Area surveillance and target tracking

Area surveillance and target tracking
Paul Davies, Chris Firth (Thales UK), Abhir Bhalerao (Computer Science)
Identifying objects of interest in a given area and tracking their movement is an important
surveillance problem. Two main strategies are available:
1. Deploy one (expensive) airborne detection device with large and variable range of
2. Deploy many (cheap) devices with small and possibly fixed range of detection
The project:
Use computer simulations to determine the optimal strategy for successful target detection
and tracking for a given a terrain with moving targets, which are of different
importance/mobility and have to be revisited by the tracking device in time intervals of
different duration.
Under reasonable restrictions on the detection range provided by Thales (mostly narrow and
far vs. wide and near detection), identify an optimal strategy to survey the area with a single,
complex detection device. A possible method is to use agent-based simulations with fixed
strategy and evolutionary type algorithms for optimization.

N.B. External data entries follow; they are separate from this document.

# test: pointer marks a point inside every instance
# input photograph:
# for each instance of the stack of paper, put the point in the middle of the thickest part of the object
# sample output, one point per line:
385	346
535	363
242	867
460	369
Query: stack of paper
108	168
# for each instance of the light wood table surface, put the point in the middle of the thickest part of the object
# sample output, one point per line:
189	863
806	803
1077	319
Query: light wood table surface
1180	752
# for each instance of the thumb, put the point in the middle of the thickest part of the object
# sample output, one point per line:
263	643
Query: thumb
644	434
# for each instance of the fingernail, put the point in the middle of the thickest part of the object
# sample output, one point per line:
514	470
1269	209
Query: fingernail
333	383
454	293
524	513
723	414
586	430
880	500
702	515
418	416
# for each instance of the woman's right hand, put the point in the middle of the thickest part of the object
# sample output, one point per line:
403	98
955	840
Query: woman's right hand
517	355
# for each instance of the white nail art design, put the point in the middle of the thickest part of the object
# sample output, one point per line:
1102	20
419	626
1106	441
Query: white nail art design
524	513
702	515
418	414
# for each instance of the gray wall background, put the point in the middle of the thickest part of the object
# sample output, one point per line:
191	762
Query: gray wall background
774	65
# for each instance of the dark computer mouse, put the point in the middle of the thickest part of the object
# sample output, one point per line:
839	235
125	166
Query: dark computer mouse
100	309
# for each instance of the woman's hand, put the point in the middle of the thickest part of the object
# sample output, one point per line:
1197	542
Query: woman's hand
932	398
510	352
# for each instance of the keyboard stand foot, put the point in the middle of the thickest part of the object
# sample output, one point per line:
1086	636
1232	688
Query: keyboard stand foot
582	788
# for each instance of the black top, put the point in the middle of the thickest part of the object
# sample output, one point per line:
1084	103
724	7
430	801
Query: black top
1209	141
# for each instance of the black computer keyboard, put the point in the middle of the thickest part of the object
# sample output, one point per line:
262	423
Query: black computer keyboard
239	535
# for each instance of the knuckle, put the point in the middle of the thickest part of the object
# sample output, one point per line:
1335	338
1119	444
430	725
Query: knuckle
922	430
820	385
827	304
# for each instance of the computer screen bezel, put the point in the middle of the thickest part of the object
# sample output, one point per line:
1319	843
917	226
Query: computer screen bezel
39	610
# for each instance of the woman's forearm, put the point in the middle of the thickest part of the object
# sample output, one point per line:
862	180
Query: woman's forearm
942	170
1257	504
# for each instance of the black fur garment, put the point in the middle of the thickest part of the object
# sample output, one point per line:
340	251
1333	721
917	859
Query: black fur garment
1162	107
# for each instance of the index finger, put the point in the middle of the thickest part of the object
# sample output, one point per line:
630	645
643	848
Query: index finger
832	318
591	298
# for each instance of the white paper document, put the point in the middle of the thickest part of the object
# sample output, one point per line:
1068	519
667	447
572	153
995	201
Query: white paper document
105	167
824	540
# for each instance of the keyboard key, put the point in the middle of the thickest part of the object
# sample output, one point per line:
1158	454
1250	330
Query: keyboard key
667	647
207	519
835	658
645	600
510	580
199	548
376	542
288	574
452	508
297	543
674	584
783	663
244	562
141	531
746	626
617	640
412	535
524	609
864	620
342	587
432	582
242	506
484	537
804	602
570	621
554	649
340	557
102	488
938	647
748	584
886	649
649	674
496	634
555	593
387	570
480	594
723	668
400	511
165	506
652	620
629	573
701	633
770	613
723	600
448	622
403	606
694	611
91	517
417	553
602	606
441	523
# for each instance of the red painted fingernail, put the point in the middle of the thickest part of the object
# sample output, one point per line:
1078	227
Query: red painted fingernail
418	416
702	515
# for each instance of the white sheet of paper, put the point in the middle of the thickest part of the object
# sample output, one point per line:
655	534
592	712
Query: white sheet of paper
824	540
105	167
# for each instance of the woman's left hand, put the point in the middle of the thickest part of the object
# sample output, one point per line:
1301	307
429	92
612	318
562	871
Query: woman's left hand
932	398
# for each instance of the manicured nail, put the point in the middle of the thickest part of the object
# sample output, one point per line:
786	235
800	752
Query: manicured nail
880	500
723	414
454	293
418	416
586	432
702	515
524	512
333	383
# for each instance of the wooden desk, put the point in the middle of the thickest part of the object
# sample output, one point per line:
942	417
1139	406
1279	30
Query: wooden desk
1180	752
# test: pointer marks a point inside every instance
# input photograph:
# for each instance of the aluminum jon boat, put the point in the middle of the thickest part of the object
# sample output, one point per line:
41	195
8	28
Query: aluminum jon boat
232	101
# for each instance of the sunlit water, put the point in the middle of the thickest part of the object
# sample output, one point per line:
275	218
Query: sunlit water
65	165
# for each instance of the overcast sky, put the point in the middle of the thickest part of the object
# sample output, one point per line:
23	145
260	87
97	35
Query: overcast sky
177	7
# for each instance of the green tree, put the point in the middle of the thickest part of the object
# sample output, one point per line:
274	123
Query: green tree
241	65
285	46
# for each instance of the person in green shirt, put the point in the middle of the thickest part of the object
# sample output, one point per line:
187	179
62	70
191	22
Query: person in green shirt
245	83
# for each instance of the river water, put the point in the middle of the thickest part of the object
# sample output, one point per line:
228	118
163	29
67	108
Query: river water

For the same scenario, find the optimal strategy using a large number of small devices with
fixed narrow detection range. Compare the “costs” (using a cost function dependent on
financial acquisition cost, ongoing operation cost, and quality / timeliness of surveillance
information) of both alternatives. Genetic algorithms are likely to be of use here.
Interesting supplementary problems include studying the complexity of maintaining
communication and coordination between the small devices sharing restricted bandwidth.
Thales can provide realistic scenarios and model parameters for use in the project.